Abstract:Results on the existence of various types of spanning subgraphs of graphs are milestones in structural graph theory and have been diversified in several directions. In the present paper, we consider "local" versions of such statements. In 1966, for instance, D. W. Barnette proved that a $3$-connected planar graph contains a spanning tree of maximum degree at most $3$. A local translation of this statement is that if $G$ is a planar graph, $X$ is a subset of specified vertices of $G$ such that $X$ cannot be separated in $G$ by removing $2$ or fewer vertices of $G$, then $G$ has a tree of maximum degree at most $3$ containing all vertices of $X$.
Our results constitute a general machinery for strengthening statements about $k$-connected graphs (for $1 \leq k \leq 4$) to locally spanning versions, i.e. subgraphs containing a set $X\subseteq V(G)$ of a (not necessarily planar) graph $G$ in which only $X$ has high connectedness.
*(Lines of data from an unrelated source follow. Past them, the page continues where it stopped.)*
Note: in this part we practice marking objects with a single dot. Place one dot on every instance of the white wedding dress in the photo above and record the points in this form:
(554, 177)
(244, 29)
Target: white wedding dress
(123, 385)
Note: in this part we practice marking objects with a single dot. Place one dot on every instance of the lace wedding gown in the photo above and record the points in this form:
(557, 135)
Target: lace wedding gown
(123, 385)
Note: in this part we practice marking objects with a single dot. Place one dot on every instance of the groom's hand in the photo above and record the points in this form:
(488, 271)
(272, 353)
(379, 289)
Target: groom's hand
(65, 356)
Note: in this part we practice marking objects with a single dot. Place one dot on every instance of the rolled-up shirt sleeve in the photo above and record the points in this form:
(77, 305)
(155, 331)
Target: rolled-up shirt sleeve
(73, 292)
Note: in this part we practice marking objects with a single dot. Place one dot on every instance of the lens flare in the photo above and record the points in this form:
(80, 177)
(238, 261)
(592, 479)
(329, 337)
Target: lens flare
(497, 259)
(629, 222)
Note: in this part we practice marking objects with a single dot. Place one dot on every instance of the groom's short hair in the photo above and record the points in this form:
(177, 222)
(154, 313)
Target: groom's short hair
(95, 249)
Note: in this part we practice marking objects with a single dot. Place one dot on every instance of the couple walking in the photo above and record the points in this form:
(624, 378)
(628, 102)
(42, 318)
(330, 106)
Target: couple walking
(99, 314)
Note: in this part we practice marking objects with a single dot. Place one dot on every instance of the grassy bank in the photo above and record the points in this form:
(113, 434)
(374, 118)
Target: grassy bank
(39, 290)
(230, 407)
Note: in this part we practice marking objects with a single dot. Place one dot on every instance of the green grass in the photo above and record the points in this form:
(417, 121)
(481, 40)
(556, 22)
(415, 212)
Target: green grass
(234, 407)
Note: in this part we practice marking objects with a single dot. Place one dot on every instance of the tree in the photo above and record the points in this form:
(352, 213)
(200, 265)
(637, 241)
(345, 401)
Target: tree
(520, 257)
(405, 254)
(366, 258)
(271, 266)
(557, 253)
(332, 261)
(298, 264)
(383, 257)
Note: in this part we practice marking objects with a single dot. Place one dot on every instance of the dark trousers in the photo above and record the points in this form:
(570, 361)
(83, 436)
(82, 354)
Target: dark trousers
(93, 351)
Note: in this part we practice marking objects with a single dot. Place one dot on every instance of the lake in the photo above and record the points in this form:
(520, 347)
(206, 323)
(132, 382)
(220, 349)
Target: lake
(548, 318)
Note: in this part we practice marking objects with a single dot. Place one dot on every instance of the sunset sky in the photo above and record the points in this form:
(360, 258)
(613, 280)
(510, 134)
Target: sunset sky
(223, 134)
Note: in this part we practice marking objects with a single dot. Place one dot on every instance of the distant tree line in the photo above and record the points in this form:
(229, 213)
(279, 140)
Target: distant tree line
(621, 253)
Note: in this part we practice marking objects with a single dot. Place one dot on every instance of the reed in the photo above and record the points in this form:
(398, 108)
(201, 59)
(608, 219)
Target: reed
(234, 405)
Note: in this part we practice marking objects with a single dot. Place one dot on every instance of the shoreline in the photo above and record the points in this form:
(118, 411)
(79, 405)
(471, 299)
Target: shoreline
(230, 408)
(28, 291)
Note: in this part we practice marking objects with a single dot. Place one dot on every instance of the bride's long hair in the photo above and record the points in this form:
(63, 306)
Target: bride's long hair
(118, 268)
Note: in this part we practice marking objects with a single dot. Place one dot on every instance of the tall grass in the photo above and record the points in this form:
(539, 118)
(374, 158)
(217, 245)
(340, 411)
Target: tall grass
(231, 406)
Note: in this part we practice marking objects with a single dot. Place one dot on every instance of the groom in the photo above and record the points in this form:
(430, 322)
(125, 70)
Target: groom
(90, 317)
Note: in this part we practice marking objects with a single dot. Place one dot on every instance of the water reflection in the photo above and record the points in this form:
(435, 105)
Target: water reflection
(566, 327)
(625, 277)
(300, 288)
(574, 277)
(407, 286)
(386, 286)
Given a graph $G$ and $X\subseteq V(G)$, we say $M$ is a minor of $G$ rooted at $X$, if $M$ is a minor of $G$ such that each bag of $M$ contains at most one vertex of $X$ and $X$ is a subset of the union of all bags. We show that $G$ has a highly connected minor rooted at $X$ if $X\subseteq V(G)$ cannot be separated in $G$ by removing a few vertices of $G$.
Combining these investigations and the theory of Tutte paths in the planar case yields to locally spanning versions of six well-known results about degree-bounded trees, hamiltonian paths and cycles, and $2$-connected subgraphs of graphs.